La Dinamo Banco di Sardegna come squadra di un’isola, ambasciatrice in Italia ed Europa della Sardegna ma soprattutto esempio per i giovani di tutta Italia. Questo pomeriggio il presidente Stefano Sardara, Jack Devecchi e Marco Spissu insieme a Raffaele Ferraro, fondatore della pagina La Giornata Tipo, sono stati ospiti del Festivaldeigiovani: la rassegna online che da oggi al 7 maggio fa tappa al Liceo Scientifico Giovanni Spano di Sassari. Intervistati dai ragazzi del liceo cittadino, con studenti collegati da ogni parte dello stivale, il numero uno biancoblu e i giocatori hanno chiacchierato per quasi un’ora. Tema principale la pallacanestro e tutto ciò che gravita intorno alla palla a spicchi, il rapporto con la Sardegna e con i propri tifosi, ma anche l’impegno e la dedizione che servono se si vuole diventare atleti professionisti.

“La Dinamo è un valore di tutta la Sardegna, qualcosa in cui si crede, è un attrattore di emozioni, un modo di vivere e di essere _ha detto il presidente Stefano Sardara in apertura_. La Dinamo è molto più di una squadra, è un insieme di valori che fin dai tempi della Legadue, ma anche delle categorie inferiori, ha sempre unito la cittadinanza e una regione intera. È qualcosa che portiamo avanti come le tradizioni, come i Candelieri. In questi anni abbiamo scritto tante pagine importanti ma se ci sono due ricordi che mi porterò sempre dietro è piazza d’Italia piena e il bagno di folla dopo la vittoria dello scudetto nel 2015 e dopo gara 7 contro Venezia nel 2019”. 

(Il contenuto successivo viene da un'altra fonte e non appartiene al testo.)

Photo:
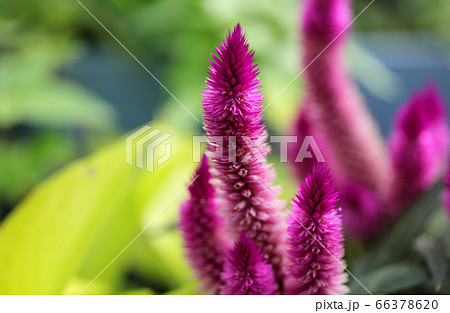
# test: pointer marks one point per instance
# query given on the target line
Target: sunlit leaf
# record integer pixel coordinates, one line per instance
(54, 232)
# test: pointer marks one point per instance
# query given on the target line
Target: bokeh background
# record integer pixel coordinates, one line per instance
(69, 93)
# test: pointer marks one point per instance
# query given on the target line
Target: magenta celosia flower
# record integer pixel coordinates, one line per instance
(232, 113)
(304, 126)
(446, 193)
(201, 228)
(315, 240)
(351, 136)
(419, 146)
(246, 272)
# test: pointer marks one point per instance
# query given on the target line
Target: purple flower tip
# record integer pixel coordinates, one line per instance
(201, 228)
(232, 118)
(326, 20)
(446, 193)
(315, 240)
(246, 272)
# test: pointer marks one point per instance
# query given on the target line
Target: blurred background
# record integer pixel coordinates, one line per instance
(68, 90)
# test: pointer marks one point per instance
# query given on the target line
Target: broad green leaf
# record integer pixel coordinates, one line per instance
(51, 237)
(432, 253)
(392, 245)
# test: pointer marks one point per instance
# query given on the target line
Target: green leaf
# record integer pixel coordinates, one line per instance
(390, 279)
(432, 252)
(50, 238)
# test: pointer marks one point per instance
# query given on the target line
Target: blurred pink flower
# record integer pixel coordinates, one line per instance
(419, 146)
(232, 108)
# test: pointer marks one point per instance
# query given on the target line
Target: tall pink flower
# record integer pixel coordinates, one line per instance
(201, 229)
(232, 118)
(246, 271)
(315, 240)
(352, 138)
(446, 193)
(419, 146)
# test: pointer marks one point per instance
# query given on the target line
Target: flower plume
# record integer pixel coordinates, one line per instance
(201, 228)
(419, 146)
(315, 240)
(335, 114)
(246, 272)
(232, 119)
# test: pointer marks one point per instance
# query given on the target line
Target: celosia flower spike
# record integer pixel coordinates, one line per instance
(232, 117)
(352, 137)
(419, 146)
(201, 228)
(246, 272)
(315, 240)
(446, 193)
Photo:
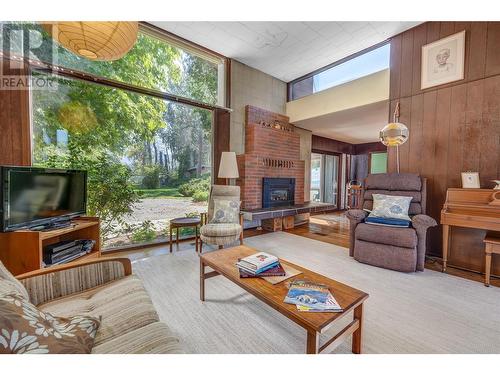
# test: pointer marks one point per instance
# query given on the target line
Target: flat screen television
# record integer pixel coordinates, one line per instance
(40, 198)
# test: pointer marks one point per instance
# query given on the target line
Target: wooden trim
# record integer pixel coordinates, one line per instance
(127, 266)
(227, 71)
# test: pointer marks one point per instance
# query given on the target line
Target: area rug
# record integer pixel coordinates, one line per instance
(426, 312)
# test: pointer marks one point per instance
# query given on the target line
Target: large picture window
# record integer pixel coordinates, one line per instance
(153, 63)
(148, 160)
(141, 126)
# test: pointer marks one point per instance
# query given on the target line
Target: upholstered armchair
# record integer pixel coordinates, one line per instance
(396, 248)
(221, 234)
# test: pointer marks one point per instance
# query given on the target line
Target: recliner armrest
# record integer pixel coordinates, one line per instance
(422, 222)
(356, 215)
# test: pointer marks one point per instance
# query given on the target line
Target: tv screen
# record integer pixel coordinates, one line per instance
(35, 197)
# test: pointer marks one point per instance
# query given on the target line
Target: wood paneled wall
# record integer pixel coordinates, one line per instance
(221, 137)
(453, 127)
(15, 140)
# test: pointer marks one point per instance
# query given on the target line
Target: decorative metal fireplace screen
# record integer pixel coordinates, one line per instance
(277, 192)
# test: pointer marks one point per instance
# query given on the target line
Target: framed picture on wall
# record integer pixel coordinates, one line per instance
(470, 180)
(443, 61)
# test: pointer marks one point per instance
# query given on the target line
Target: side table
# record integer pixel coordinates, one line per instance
(184, 222)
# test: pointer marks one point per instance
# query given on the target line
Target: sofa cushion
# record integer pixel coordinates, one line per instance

“Sono fiero e orgoglioso di essere il capitano di questa squadra _ha spiegato Jack Devecchi_, è un testimone che ho raccolto dopo tanti anni da Manuel Vanuzzo. È importante perché devi saper trasferire i valori di questo club: noi siamo l’unica squadra in Italia ad avere una regione intera che ci spinge e far capire soprattutto ai giocatori stranieri il valore di questo popolo è fondamentale. Noi abbiamo capito subito questo valore aggiunto, non c’è campo europeo in cui siamo andati a giocare dove non ci fosse una bandiera dei quattro mori. Quella che ho è una grande responsabilità di cui vado fiero, significa fare da collante tra le componenti del club quindi la squadra, lo staff, la società e i tifosi, cercando di trovare un equilibrio. In questi anni il mio ruolo chiaramente è cambiato, si è evoluto; una delle emozioni più grandi è stata sollevare il primo trofeo da capitano e ho avuto la fortuna di farlo con la prima coppa continentale vinta dalla Dinamo. Un onore immenso”.

 

“Gli anni delle superiori sono quelli più formativi, a partire dalla scuola in cui capisci cosa vuoi fare fino al percorso sportivo _ha raccontato Marco Spissu_: io all’inizio facevo sia calcio sia basket, poi ho scelto la pallacanestro. Ho passato anni in cui mi allenavo tutti i giorni dalle due del pomeriggio anche fino alle dieci di notte, facevo tre allenamenti di fila. Volevo diplomarmi, ci tenevo per la mia famiglia, e anche se non sono stato il miglior studente del mondo sono riuscito, poi ho raccolto i frutti del mio sacrificio. Non è stato facile conciliare tutto ma alla fine se hai un obiettivo, se ci credi e se lo vuoi davvero ce la fai. Tra i miei ricordi più belli c’è la Coppa Italia vinta con la Virtus Bologna e la promozione in A ma ogni giorno indossando la maglia della mia città vivo un grande sogno. E poi la vittoria della Fiba Europe Cup, la prima coppa europea conquistata dalla Dinamo, è stata un’emozione immensa”.